Aż 350 milionów osób dorosłych na świecie choruje na cukrzycę. Te alarmujące dane opublikowano w magazynie „The Lancet”. Badania przeprowadzone zostały przy międzynarodowej współpracy naukowców z Imperial College London, Harvard School of Public Health oraz Światowej Organizacji Zdrowia.

 

Z analizy danych dostarczonych z różnych zakątków świata, datujących się od 1980 roku, wynika, że liczba diabetyków podwoiła się w ciągu ostatnich trzech dekad. W 1980 roku na cukrzycę chorowały 153 miliony ludzi, w 2008 roku – już 347 milionów. W 70 procentach wzrost ten wynika ze skoku demograficznego, a w 30 procentach – ze zwiększonej częstotliwości występowania choroby. Wini się także rosnącą popularność żywności przetworzonej, szczególnie tak zwanych fast foodów.

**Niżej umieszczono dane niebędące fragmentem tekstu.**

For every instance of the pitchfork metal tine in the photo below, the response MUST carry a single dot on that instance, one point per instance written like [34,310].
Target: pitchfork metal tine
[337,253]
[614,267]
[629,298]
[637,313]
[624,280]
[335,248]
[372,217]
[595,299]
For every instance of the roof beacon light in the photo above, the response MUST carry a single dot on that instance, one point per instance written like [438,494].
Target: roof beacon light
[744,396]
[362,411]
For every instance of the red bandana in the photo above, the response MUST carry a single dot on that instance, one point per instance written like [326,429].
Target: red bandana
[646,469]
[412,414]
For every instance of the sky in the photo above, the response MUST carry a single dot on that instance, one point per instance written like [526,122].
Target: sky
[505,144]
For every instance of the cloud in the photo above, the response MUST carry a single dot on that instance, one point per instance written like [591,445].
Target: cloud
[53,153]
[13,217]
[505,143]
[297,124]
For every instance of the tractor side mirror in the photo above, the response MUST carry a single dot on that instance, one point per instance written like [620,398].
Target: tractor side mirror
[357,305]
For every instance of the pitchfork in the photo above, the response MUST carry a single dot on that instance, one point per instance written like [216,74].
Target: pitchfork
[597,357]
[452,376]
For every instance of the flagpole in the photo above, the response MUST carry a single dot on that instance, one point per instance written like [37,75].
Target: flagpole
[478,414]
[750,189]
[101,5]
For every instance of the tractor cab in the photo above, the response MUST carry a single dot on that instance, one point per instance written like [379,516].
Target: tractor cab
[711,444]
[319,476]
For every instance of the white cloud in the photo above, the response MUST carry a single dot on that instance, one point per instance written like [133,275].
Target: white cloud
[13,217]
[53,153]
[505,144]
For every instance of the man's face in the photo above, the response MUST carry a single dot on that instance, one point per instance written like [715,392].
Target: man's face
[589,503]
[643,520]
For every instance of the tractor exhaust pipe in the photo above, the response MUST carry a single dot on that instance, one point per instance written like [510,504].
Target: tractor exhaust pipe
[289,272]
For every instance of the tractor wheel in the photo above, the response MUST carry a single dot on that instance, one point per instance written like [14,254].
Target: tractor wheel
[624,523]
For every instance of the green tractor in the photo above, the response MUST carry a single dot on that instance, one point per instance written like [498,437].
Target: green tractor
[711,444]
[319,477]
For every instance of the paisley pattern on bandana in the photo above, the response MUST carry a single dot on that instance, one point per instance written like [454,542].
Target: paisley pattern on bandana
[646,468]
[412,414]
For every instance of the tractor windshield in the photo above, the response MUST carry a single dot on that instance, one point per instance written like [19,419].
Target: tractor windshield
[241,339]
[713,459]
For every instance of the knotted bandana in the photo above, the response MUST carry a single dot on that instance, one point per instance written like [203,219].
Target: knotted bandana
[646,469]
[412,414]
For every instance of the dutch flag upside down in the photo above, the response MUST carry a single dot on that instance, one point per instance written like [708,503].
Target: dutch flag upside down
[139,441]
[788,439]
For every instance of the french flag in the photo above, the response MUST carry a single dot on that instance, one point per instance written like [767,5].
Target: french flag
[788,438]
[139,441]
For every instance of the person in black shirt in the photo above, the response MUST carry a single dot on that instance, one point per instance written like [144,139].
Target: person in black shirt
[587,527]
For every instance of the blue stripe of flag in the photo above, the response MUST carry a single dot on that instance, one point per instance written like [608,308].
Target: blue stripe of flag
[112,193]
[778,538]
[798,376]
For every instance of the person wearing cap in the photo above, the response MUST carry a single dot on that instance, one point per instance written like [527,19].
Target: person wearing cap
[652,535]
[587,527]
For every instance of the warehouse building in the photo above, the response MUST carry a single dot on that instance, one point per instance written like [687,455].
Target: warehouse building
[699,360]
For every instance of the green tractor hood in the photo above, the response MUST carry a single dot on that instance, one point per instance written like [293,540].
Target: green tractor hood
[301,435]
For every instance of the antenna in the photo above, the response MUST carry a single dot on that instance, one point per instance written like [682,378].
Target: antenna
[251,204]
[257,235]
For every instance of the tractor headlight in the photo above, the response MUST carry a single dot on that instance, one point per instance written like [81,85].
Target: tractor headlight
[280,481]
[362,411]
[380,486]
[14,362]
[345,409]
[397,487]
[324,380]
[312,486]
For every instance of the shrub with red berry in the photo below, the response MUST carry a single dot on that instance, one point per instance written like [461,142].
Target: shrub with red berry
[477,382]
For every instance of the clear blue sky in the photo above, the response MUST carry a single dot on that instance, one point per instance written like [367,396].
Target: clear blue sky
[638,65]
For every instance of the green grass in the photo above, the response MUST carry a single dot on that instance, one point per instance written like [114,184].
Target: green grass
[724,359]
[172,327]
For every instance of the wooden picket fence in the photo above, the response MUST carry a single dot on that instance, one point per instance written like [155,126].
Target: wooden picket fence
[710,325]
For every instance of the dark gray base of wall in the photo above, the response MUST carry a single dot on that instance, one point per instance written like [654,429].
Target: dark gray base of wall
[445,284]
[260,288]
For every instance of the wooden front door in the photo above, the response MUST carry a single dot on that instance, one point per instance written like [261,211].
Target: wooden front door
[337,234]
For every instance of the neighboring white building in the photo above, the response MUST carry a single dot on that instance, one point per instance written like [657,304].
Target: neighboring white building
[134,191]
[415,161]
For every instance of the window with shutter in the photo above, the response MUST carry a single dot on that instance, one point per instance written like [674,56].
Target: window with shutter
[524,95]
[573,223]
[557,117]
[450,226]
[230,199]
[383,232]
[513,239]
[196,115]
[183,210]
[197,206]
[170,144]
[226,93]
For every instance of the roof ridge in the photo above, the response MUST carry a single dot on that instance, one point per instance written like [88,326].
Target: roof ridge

Profesor Majid Ezzati ze School of Public Health w londyńskim Imperial College tak skomentował te wyniki:

Cukrzyca to jedna z najczęstszych przyczyn zachorowań i umieralności na całym świecie. Nasze badanie pokazuje, że choroba ta występuje coraz powszechniej w każdej części globu – odwrotnie niż w przypadku wysokiego poziomu cholesterolu i ciśnienia krwi, które spadły w ostatnich latach w wielu krajach. Cukrzycy trudniej zapobiec, trudniej także ją leczyć niż pozostałe choroby.

Reklama

 

Doktor Goodarz Danaei z Harvard School of Public Health dodaje:

Dopóki nie stworzymy lepszych programów wyszukiwania osób z podwyższonym poziomem cukru we krwi i nie zaczniemy pomagać im w zmianie diety, zwiększeniu aktywności fizycznej i kontrolowaniu wagi, cukrzyca dalej będzie stanowić ogromny problem dla służby zdrowia na całym świecie.

Co roku na cukrzycę umierają 3 miliony osób. Największy wzrost zachorowań zaobserwowano wśród mieszkańców krajów Pacyfiku. Najniższy poziom glukozy we krwi mieli mieszkańcy Afryki Subsaharyjskiej oraz wschodniej i południowo-wschodniej Azji.

Cukrzyca przyczynia się do powstawania chorób serca i udarów, uszkodzenia nerek, nerwów i siatkówki oka.